Respect the plovers, all wildlife


To the Editor:

It is unusual for me to be at a loss for words, especially when it comes to bird protections, but here I am, struggling to express my dismay at the lack of appreciation, dare I say disgust, for wild birds expressed by many of those who fish and who are pushing for more OSV access to the South Shore and Chappy beaches. 

The interests of fishermen and protections in place to protect endangered species are often at odds, and the dialogue we hear can be callous. Specifically, in the paper on Jan. 25, the author of the fishing column (Lisa Belcastro, “Mother Nature and the fate of fishing”), in reacting to the possibility that recent storm damage may have created new plover habitat, stated “every fisherman out there will be keeping his or her fingers crossed that the plovers nest elsewhere,” and said that the word “plover” strikes fear in the hearts of fishermen. 

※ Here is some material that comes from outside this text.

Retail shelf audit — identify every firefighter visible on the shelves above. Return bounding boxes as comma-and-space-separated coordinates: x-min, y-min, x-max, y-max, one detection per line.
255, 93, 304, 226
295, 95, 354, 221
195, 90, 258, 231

These comments are extremely irresponsible, selfish, and short-sighted. Plovers and their progeny, and all the shorebird species we enjoy on the Island, have been returning to our shores seasonally for as long as data have been collected, and much longer. There is no “elsewhere,” and the birds will continue to grace us with their presence and find refuge on our shores as long as we protect their habitats. And if an additional nesting beach is created as a result of storms, let us celebrate that. This is nature’s way. 

The Vineyard is one of the most important nesting locations in Massachusetts for many shorebirds, including plovers, and we should be proud of that fact, and also proud that we have private organizations doing the difficult work of ensuring the success of these birds. Hoping the birds “nest elsewhere” should not be part of anyone’s vocabulary, and as we think about what we will be leaving to our children, this is certainly not the lesson we should be teaching them as they experience the outdoors. 

Birds have been on the beaches far longer than humans, and while this is merely our playground, it is their lifeline, their home. Our Island habitats are essential to their survival, especially as unchecked human population growth continues to bring development and habitat loss. It is our responsibility to step up, reverse what we’ve done, if possible, and protect what remains. All living things are of equal value, all have a place in the ecological web, and all deserve protection and compassion. 

We’re talking about a tiny bird you can hold in the palm of your hand, who travels thousands of miles to nest, feed, and rest. I would much rather be on the side of those who are in awe of this feat, and who find joy in the diversity of wildlife we so enjoy here on the Island. 

Please look at photos of these beautiful birds, and try some compassion.